It takes a lot to challenge Elliott academically. When he was newly 3 and learning how to write the alphabet, he would get upset if he couldn’t form his letters to his standards. His little body still needed to develop the strength and dexterity in his hands to draw all those connecting lines. He would get upset and start crying. His mind so badly knew what he wanted it to do, if he could just get his fingers to work right. We would say, “You need to have patience, Elliott. It will come.”. His idea of having patience in the heat of the moment was to yell, “PATIENCE!” repeatedly while still forcefully commanding his little body to catch up with his mind. (We tried hard not to giggle sometimes.)
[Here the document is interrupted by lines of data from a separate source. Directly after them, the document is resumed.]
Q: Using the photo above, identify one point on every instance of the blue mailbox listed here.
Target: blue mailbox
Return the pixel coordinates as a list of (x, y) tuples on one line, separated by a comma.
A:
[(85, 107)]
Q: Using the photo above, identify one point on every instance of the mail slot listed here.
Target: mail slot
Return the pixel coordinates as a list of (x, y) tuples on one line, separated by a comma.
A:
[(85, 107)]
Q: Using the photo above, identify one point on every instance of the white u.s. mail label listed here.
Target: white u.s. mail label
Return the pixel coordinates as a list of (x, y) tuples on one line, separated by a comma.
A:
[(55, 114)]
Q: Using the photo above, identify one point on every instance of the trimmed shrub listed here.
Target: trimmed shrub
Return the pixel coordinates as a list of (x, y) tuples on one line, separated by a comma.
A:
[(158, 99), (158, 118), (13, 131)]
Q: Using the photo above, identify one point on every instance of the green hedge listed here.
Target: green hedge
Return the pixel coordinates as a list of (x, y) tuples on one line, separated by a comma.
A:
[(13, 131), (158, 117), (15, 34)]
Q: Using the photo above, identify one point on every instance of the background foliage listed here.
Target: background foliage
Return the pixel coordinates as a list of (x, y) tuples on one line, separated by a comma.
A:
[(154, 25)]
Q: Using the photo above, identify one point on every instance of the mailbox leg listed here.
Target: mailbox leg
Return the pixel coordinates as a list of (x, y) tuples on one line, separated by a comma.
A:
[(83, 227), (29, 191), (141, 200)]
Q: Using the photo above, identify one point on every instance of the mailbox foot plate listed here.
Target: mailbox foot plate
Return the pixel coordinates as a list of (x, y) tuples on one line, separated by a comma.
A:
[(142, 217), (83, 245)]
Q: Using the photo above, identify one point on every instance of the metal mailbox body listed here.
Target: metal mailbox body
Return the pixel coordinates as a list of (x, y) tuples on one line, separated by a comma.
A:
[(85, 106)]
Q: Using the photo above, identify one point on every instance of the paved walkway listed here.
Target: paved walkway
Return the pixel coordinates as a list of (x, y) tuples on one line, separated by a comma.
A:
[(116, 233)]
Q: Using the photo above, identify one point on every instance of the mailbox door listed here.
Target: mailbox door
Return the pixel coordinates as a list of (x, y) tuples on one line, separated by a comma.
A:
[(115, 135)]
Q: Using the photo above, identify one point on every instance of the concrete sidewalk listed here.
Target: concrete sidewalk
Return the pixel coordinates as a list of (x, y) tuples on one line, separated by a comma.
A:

Over the years, he has grown and has done an amazing job of regulating his emotions when he becomes frustrated. But he’s still a perfectionist. When he started college at 9, we talked to him about social norms. How to fit into his new schooling situation even though he sticks out like a sore thumb. The school doesn’t make accommodations for him, nor do we expect them to. If he gets stuck on a new math topic, he has learned the steps to be able to get over the hurdle without losing his cool. He’s grown and done such an amazing job in the last two years learning to regulate. He has a list of steps to follow when he’s stuck that he goes over in his head. First and foremost, on that list is to remember that if he gets stuck on a math problem when he’s 10, it’s not going to define the rest of his life. Then, breathe. Usually he just made a simple error that threw him off his game.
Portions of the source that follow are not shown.